The House Committee on Oversight and Reform June 19 held a hearing, “Medical Experts: Inadequate Federal Approach to Opioid Treatment and the Need to Expand Care,” examining issues in accessing treatment of opioids, the congressional and administrative response, and the Comprehensive Addiction Resource Emergency Act of 2019 (CARE Act, H.R. 2569) to provide additional resources for treatment.
Chair Elijah Cummings (D-Md.) opened the hearing by emphasizing the breadth of the opioid crisis in the United States, noting, “More than 270,000 Americans died from drug overdoses from 2013 to 2017.” Cummings also emphasized the need for action on the issue, calling the response from the administration and congress “woefully inadequate.”

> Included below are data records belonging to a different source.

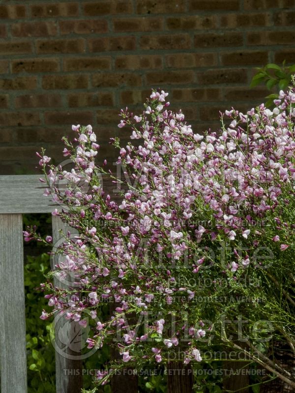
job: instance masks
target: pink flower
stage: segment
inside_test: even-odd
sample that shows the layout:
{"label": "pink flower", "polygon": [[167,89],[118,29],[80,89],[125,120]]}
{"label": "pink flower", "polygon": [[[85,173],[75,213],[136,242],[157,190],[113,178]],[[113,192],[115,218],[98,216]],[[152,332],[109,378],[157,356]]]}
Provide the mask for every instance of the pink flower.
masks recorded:
{"label": "pink flower", "polygon": [[285,251],[285,250],[289,247],[289,245],[288,244],[281,244],[281,250],[282,251]]}

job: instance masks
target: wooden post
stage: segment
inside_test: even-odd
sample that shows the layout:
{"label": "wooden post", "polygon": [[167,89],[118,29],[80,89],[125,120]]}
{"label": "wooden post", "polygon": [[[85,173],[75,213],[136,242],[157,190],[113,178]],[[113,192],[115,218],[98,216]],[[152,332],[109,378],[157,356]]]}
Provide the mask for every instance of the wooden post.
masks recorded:
{"label": "wooden post", "polygon": [[0,214],[0,363],[1,393],[26,393],[27,357],[23,220]]}
{"label": "wooden post", "polygon": [[[52,216],[52,234],[53,244],[60,239],[59,230],[61,229],[66,235],[70,227],[62,223],[58,216]],[[71,228],[72,231],[73,228]],[[54,267],[52,266],[52,269]],[[67,281],[70,281],[68,277]],[[65,289],[69,286],[60,282],[56,279],[54,284]],[[75,344],[75,351],[72,350],[72,342],[79,341],[81,327],[73,321],[67,321],[64,316],[57,316],[55,319],[56,373],[57,393],[80,393],[83,388],[82,361],[81,348],[79,343]],[[76,338],[75,338],[76,337]],[[72,349],[71,349],[72,348]]]}

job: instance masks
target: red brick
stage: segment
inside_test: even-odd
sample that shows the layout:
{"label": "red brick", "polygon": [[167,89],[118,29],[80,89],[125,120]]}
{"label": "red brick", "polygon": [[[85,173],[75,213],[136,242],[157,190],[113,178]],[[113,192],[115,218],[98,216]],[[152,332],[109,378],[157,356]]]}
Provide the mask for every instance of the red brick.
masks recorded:
{"label": "red brick", "polygon": [[15,23],[11,26],[11,34],[15,37],[42,37],[56,35],[57,28],[53,22]]}
{"label": "red brick", "polygon": [[0,79],[0,89],[2,90],[33,90],[37,87],[36,77]]}
{"label": "red brick", "polygon": [[242,33],[208,33],[195,35],[195,48],[240,46],[243,45]]}
{"label": "red brick", "polygon": [[88,87],[87,75],[46,75],[42,80],[43,89],[65,90],[85,89]]}
{"label": "red brick", "polygon": [[259,87],[254,89],[250,89],[248,86],[240,88],[226,88],[223,89],[224,97],[226,100],[232,101],[233,102],[236,101],[251,101],[257,100],[258,102],[261,100],[264,101],[265,97],[268,94],[269,91],[265,88]]}
{"label": "red brick", "polygon": [[141,75],[134,73],[100,73],[92,75],[92,85],[93,87],[141,86],[142,78]]}
{"label": "red brick", "polygon": [[0,60],[0,74],[8,73],[9,65],[9,60]]}
{"label": "red brick", "polygon": [[295,51],[289,50],[276,52],[274,54],[275,63],[281,64],[284,60],[286,64],[294,64],[295,63]]}
{"label": "red brick", "polygon": [[217,18],[215,15],[200,16],[173,17],[167,18],[167,28],[169,30],[203,30],[206,28],[216,28]]}
{"label": "red brick", "polygon": [[271,26],[272,15],[270,13],[251,14],[227,14],[221,15],[220,26],[226,28]]}
{"label": "red brick", "polygon": [[[70,128],[69,127],[69,130]],[[16,142],[23,143],[31,143],[32,140],[37,142],[38,143],[41,142],[57,143],[67,134],[70,134],[72,136],[72,133],[70,131],[67,133],[67,131],[65,130],[65,127],[63,126],[60,127],[55,126],[52,128],[46,126],[46,129],[35,126],[32,126],[30,128],[18,127],[15,130],[15,140]],[[59,149],[60,147],[61,146],[59,146]]]}
{"label": "red brick", "polygon": [[25,94],[17,97],[15,100],[15,108],[60,107],[62,105],[59,94]]}
{"label": "red brick", "polygon": [[0,108],[8,108],[8,94],[0,94]]}
{"label": "red brick", "polygon": [[274,24],[284,26],[293,26],[295,21],[295,11],[283,11],[276,12],[273,16]]}
{"label": "red brick", "polygon": [[280,6],[280,0],[245,0],[244,8],[245,10],[267,9]]}
{"label": "red brick", "polygon": [[185,2],[179,0],[137,0],[138,14],[170,14],[185,11]]}
{"label": "red brick", "polygon": [[161,18],[121,18],[115,19],[113,23],[114,31],[116,32],[154,31],[163,29],[163,19]]}
{"label": "red brick", "polygon": [[242,68],[208,70],[199,73],[198,79],[199,83],[203,84],[230,84],[234,83],[247,84],[247,71]]}
{"label": "red brick", "polygon": [[82,38],[69,40],[38,40],[37,53],[81,53],[85,52],[85,42]]}
{"label": "red brick", "polygon": [[247,43],[249,45],[279,45],[293,44],[295,41],[295,32],[282,30],[249,32]]}
{"label": "red brick", "polygon": [[63,60],[64,71],[84,71],[87,70],[109,70],[111,57],[75,57]]}
{"label": "red brick", "polygon": [[217,101],[220,98],[220,91],[216,88],[174,89],[171,95],[174,102]]}
{"label": "red brick", "polygon": [[58,16],[77,16],[79,13],[78,2],[60,2],[30,6],[33,17],[47,18]]}
{"label": "red brick", "polygon": [[190,0],[190,11],[237,11],[238,0]]}
{"label": "red brick", "polygon": [[5,38],[6,36],[6,26],[5,25],[0,25],[0,38]]}
{"label": "red brick", "polygon": [[[0,107],[1,107],[1,98],[0,97]],[[0,130],[0,143],[9,143],[13,140],[13,132],[8,132],[7,130]],[[1,157],[2,158],[2,156]]]}
{"label": "red brick", "polygon": [[54,58],[22,59],[11,62],[12,72],[48,72],[59,71],[59,60]]}
{"label": "red brick", "polygon": [[244,51],[230,53],[221,53],[220,61],[222,65],[264,65],[268,61],[267,52]]}
{"label": "red brick", "polygon": [[24,5],[0,5],[0,18],[1,19],[19,19],[26,15]]}
{"label": "red brick", "polygon": [[114,97],[113,93],[107,91],[71,94],[68,96],[68,102],[70,108],[112,106]]}
{"label": "red brick", "polygon": [[[98,124],[118,124],[119,111],[117,109],[102,109],[96,111],[96,121]],[[105,140],[105,139],[104,139]]]}
{"label": "red brick", "polygon": [[147,83],[151,85],[157,84],[187,84],[194,82],[194,72],[193,71],[168,71],[161,70],[156,72],[147,73]]}
{"label": "red brick", "polygon": [[88,40],[90,52],[133,51],[136,46],[135,37],[105,37]]}
{"label": "red brick", "polygon": [[77,112],[50,112],[44,113],[44,119],[46,124],[74,124],[80,123],[87,125],[91,124],[93,121],[93,114],[90,111]]}
{"label": "red brick", "polygon": [[0,53],[1,55],[31,53],[32,44],[28,41],[0,42]]}
{"label": "red brick", "polygon": [[92,34],[106,33],[108,23],[105,19],[60,21],[59,31],[62,35],[67,34]]}
{"label": "red brick", "polygon": [[129,90],[120,93],[120,103],[122,107],[142,103],[142,92],[140,90]]}
{"label": "red brick", "polygon": [[[0,127],[31,126],[41,124],[37,112],[5,112],[0,113]],[[2,158],[2,157],[1,157]]]}
{"label": "red brick", "polygon": [[142,49],[189,49],[190,37],[188,34],[142,35],[140,37]]}
{"label": "red brick", "polygon": [[133,11],[131,0],[117,1],[109,0],[92,3],[86,3],[83,6],[84,15],[88,16],[95,15],[114,15],[118,14],[131,14]]}
{"label": "red brick", "polygon": [[217,65],[216,53],[176,53],[166,55],[167,66],[173,68],[193,68],[196,67],[212,67]]}
{"label": "red brick", "polygon": [[115,66],[118,69],[127,70],[161,68],[162,57],[158,55],[118,56],[116,58]]}

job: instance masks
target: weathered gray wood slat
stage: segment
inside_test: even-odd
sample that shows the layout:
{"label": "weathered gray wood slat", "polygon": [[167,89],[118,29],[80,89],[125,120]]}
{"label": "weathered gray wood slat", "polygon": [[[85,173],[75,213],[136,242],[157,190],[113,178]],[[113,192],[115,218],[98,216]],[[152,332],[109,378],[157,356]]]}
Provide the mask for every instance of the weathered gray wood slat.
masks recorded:
{"label": "weathered gray wood slat", "polygon": [[21,214],[0,214],[1,393],[27,391],[22,230]]}
{"label": "weathered gray wood slat", "polygon": [[[47,187],[37,175],[0,176],[0,214],[51,213],[55,208],[62,206],[43,195]],[[108,176],[102,176],[103,187],[106,195],[109,194],[112,199],[120,199],[115,192],[116,185]]]}
{"label": "weathered gray wood slat", "polygon": [[[59,230],[61,229],[65,234],[74,229],[62,223],[57,216],[52,217],[52,233],[54,251],[61,244],[62,239]],[[52,269],[54,266],[51,266]],[[68,277],[66,282],[61,282],[55,278],[55,285],[59,288],[67,288],[69,284],[73,281],[72,278]],[[81,348],[77,343],[79,341],[82,328],[78,322],[67,321],[64,316],[57,316],[55,319],[56,346],[56,374],[57,393],[80,393],[82,383],[82,362]],[[80,352],[80,353],[79,353]]]}

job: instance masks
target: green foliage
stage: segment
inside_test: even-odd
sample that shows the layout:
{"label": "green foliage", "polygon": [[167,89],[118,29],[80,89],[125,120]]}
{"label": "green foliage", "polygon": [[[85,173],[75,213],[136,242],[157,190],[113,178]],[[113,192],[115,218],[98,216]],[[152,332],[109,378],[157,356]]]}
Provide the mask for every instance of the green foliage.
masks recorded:
{"label": "green foliage", "polygon": [[[250,87],[255,87],[258,84],[265,84],[269,90],[276,87],[276,90],[284,90],[291,84],[292,75],[295,72],[295,64],[285,66],[284,60],[282,67],[273,63],[269,63],[262,68],[256,67],[257,72],[252,78]],[[273,104],[273,100],[278,98],[278,94],[272,93],[266,97],[268,99],[266,103],[267,107]]]}

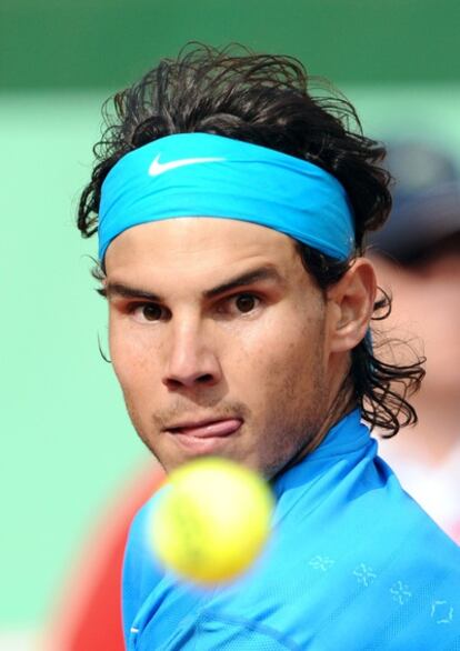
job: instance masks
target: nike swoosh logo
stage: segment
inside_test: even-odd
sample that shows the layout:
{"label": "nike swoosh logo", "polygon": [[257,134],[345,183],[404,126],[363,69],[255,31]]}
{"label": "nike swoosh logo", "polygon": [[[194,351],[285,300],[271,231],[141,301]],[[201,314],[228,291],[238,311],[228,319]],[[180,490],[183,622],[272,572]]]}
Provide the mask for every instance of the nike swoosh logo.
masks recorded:
{"label": "nike swoosh logo", "polygon": [[172,160],[168,163],[160,163],[160,154],[158,154],[149,167],[150,177],[158,177],[170,170],[182,168],[184,166],[194,166],[202,162],[220,162],[226,160],[224,158],[182,158],[179,160]]}

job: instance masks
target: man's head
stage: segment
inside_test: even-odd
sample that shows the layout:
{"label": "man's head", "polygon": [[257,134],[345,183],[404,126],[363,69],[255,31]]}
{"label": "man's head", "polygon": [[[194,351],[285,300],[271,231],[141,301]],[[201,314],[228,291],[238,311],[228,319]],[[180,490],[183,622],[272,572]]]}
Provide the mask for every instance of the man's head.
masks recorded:
{"label": "man's head", "polygon": [[[99,278],[114,369],[139,434],[166,468],[212,452],[272,475],[354,404],[393,432],[401,413],[411,420],[393,382],[417,383],[420,370],[379,362],[366,335],[381,303],[372,267],[359,256],[391,200],[377,164],[383,150],[348,129],[350,104],[312,99],[291,59],[199,49],[162,61],[116,96],[116,108],[118,123],[97,149],[80,203],[86,236],[97,229],[101,187],[116,163],[174,133],[223,136],[313,163],[344,188],[353,214],[354,247],[338,258],[263,219],[224,219],[221,203],[216,214],[196,212],[192,199],[190,211],[134,220],[107,240]],[[118,187],[136,210],[136,183]],[[260,181],[254,193],[263,197]],[[333,242],[328,206],[317,212]]]}

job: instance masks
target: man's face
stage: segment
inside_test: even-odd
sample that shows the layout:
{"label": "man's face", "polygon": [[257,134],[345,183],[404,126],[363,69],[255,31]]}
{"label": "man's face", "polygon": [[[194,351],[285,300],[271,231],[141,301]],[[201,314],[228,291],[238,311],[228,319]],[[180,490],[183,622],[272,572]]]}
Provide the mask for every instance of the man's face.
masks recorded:
{"label": "man's face", "polygon": [[328,303],[294,242],[241,221],[141,224],[109,247],[110,352],[167,471],[202,454],[272,477],[331,403]]}

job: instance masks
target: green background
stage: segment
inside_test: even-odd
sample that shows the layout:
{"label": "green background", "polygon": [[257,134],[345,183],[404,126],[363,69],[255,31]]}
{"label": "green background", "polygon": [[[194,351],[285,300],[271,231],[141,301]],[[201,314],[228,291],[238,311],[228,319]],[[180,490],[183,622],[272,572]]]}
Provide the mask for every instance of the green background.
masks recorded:
{"label": "green background", "polygon": [[239,41],[330,78],[370,134],[458,156],[459,19],[440,0],[1,0],[0,630],[46,624],[88,531],[148,459],[98,352],[96,242],[74,228],[103,99],[188,40]]}

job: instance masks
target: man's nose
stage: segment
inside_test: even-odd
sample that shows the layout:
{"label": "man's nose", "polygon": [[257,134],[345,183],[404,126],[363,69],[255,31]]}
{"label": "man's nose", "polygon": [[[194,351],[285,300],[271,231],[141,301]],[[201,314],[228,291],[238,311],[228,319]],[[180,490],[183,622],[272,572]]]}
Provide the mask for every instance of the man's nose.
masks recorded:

Ranking Member Jim Jordan concurred with Cummings’ assessment of the severity of the opioid crisis. However, he expressed support for the Trump Administration’s efforts in addressing the crisis, highlighting “a 34% decrease in the total amount of opioids that pharmacies dispense monthly.”
In a question to Yngvild K. Olsen, MD, MPH, Vice President of the American Society of Addition Medicine, Rep. Carolyn Maloney (D-N.Y.) highlighted the Opioid Workforce Act of 2019 (H.R. 2439) as a proposal introduced in Congress which “would increase the number of graduate medical education slots for residency positions in addiction medicine programs” and subsequently asked how these efforts would benefit communities. In her response, Dr. Olsen described the importance of medical education and other health professional programs receiving the appropriate education to diagnose and treat addiction as well as funding to increase the healthcare workforce.
When further questioned by Cummings, Dr. Olsen described that observing recovery from addiction helps medical trainees to embrace their roles as treatment providers. She added that there is a need for additional funding to expand graduate medical education fellowships in order to have a “robust and qualified workforce.”